HOW TOSo let's start with the command to manage dedup on a NetApp. The command is named 'sis'. Running sis with no options will give you the list of available options
netapp2240-1> sis The following commands are available; for more information type "sis help
" config off revert_to status help on start stop
The sis status command will show you if dedup is enabled.
netapp2240-1> sis status Path State Status Progress /vol/testvol Disabled Idle Idle for 02:12:30 /vol/vol_prod_data Enabled Active 70 GB Scanned
The sis on /vol/volname command will enable dedup on a volume.
netapp2240-1> sis on /vol/testvol SIS for "/vol/testvol" is enabled. Already existing data could be processed by running "sis start -s /vol/testvol".Notice that helpful message about processing already existing data? The default schedule once dedup is enabled is to run the process one a day at midnight. You can kick off the process manually with the sis start /vol/volname command. The start command has a '-s' option which will cause the dedup scan to process all of the existing data looking for duplication.
netapp2240-1> sis start -s /vol/testvol The file system will be scanned to process existing data in /vol/testvol. This operation may initialize related existing metafiles. Are you sure you want to proceed (y/n)? y The SIS operation for "/vol/testvol" is started. netapp2240-1> Wed Jul 11 14:10:06 CDT [aus-netapp2240-1:wafl.scan.start:info]: Starting SIS volume scan on volume testvol.You can use the sis status command to monitor the progress of the deduplication process.
netapp2240-1> sis status Path State Status Progress /vol/testvol Enabled Active 4 KB (100%) Done
RESULTSFor my volume that is storing VMware virtual machine disks I am seeing an unbelievable 59% savings of disk space. It's pretty crazy. I keep adding virtual machine disks to the volume and the used space hardly grows at all. So far all of the virtual machines I have put on this volume are Linux. I expect once I start adding some Windows VM's the savings will go down somewhat.
To highlight the importance of using the '-s' option to process all existing data I have this example from a volume that is used as a file share for user data. We enabled dedup and after several nightly dedup runs we were disappointed to see almost no savings.

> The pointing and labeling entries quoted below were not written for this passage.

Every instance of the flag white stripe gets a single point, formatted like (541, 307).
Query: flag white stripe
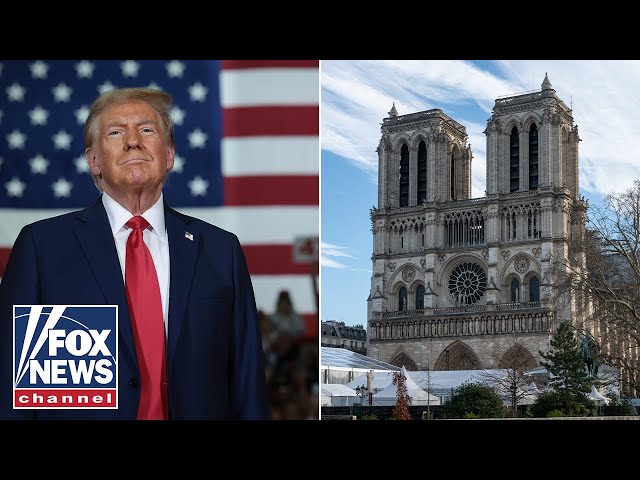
(285, 155)
(300, 288)
(269, 86)
(253, 225)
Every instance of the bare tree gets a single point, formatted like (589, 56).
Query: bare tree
(513, 359)
(401, 408)
(603, 267)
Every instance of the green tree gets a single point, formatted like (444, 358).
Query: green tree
(401, 408)
(569, 381)
(564, 361)
(474, 400)
(562, 404)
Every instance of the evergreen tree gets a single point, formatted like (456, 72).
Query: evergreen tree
(474, 400)
(401, 408)
(570, 382)
(564, 361)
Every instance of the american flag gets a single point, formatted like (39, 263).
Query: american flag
(247, 153)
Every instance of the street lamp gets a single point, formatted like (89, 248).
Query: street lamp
(361, 391)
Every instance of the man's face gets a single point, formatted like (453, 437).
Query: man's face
(132, 152)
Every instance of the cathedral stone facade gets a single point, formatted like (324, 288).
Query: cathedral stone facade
(457, 279)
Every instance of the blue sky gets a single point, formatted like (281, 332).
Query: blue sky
(357, 95)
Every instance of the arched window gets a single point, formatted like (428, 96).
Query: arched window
(402, 299)
(452, 180)
(534, 289)
(515, 290)
(404, 176)
(422, 173)
(420, 297)
(514, 160)
(533, 157)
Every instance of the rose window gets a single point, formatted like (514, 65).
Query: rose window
(467, 283)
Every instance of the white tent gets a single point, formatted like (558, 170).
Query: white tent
(389, 396)
(337, 394)
(597, 397)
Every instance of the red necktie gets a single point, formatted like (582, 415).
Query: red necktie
(145, 306)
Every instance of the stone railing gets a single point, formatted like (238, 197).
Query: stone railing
(496, 322)
(494, 307)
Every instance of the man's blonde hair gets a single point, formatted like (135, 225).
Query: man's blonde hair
(159, 100)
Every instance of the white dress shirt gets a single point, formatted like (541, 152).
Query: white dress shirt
(155, 237)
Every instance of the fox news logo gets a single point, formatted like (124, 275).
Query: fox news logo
(65, 356)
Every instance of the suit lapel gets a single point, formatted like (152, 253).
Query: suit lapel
(183, 248)
(96, 240)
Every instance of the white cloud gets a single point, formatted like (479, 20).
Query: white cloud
(328, 254)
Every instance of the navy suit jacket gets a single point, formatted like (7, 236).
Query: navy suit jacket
(215, 365)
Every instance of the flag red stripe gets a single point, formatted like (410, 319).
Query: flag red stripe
(271, 190)
(271, 120)
(237, 64)
(311, 326)
(273, 260)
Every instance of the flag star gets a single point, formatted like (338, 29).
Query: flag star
(175, 69)
(61, 92)
(16, 92)
(177, 114)
(62, 140)
(39, 164)
(61, 188)
(197, 138)
(39, 69)
(81, 164)
(81, 114)
(16, 139)
(130, 68)
(105, 87)
(38, 116)
(198, 186)
(15, 187)
(84, 69)
(178, 164)
(198, 92)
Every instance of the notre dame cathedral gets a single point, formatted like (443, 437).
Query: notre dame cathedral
(456, 278)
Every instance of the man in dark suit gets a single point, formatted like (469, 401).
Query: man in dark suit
(214, 360)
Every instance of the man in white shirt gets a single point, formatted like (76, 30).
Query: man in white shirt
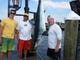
(54, 40)
(24, 29)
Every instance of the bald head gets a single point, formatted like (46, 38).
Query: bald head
(50, 20)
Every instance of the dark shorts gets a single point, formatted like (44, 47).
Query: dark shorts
(51, 53)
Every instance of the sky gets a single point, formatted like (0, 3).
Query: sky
(58, 9)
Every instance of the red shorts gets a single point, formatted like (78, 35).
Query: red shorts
(23, 45)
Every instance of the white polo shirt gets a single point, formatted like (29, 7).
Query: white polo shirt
(25, 30)
(54, 34)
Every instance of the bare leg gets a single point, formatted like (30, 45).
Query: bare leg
(1, 56)
(13, 1)
(9, 55)
(25, 54)
(19, 55)
(17, 2)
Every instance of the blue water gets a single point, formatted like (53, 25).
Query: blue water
(42, 49)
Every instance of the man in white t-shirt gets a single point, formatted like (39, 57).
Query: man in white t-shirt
(54, 40)
(24, 28)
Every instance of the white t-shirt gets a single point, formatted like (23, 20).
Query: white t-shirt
(25, 30)
(54, 34)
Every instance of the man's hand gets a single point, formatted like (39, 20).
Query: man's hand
(56, 49)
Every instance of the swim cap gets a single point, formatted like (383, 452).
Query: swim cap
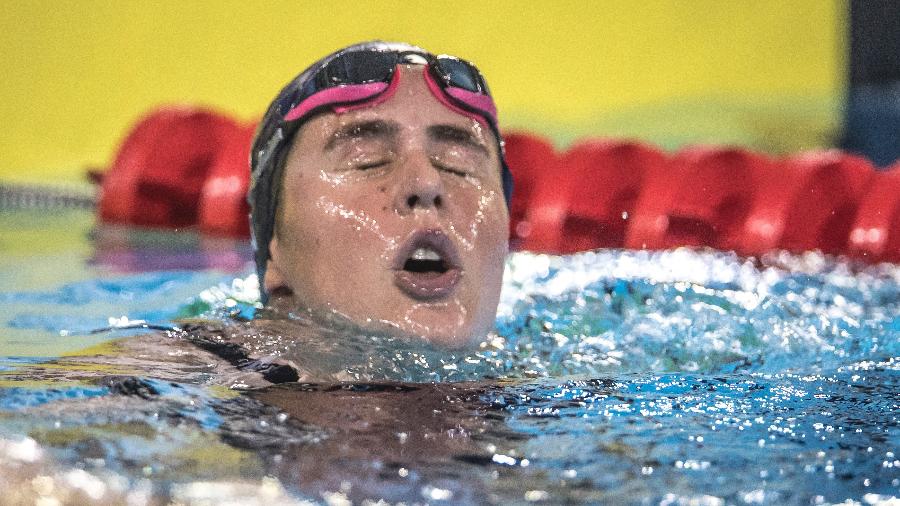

|Dedup enabled but without initially using the '-s' option.|
|After reprocessing with '-s'.|
I recommend enabling deduplication on any file share volumes or VMware volumes. You will probably see more savings with the VMware volumes because multiple copies of operating systems will have lots of duplicate files. So far I have seen between 15-30% savings for file share volumes and up to 59% savings for VMware volumes.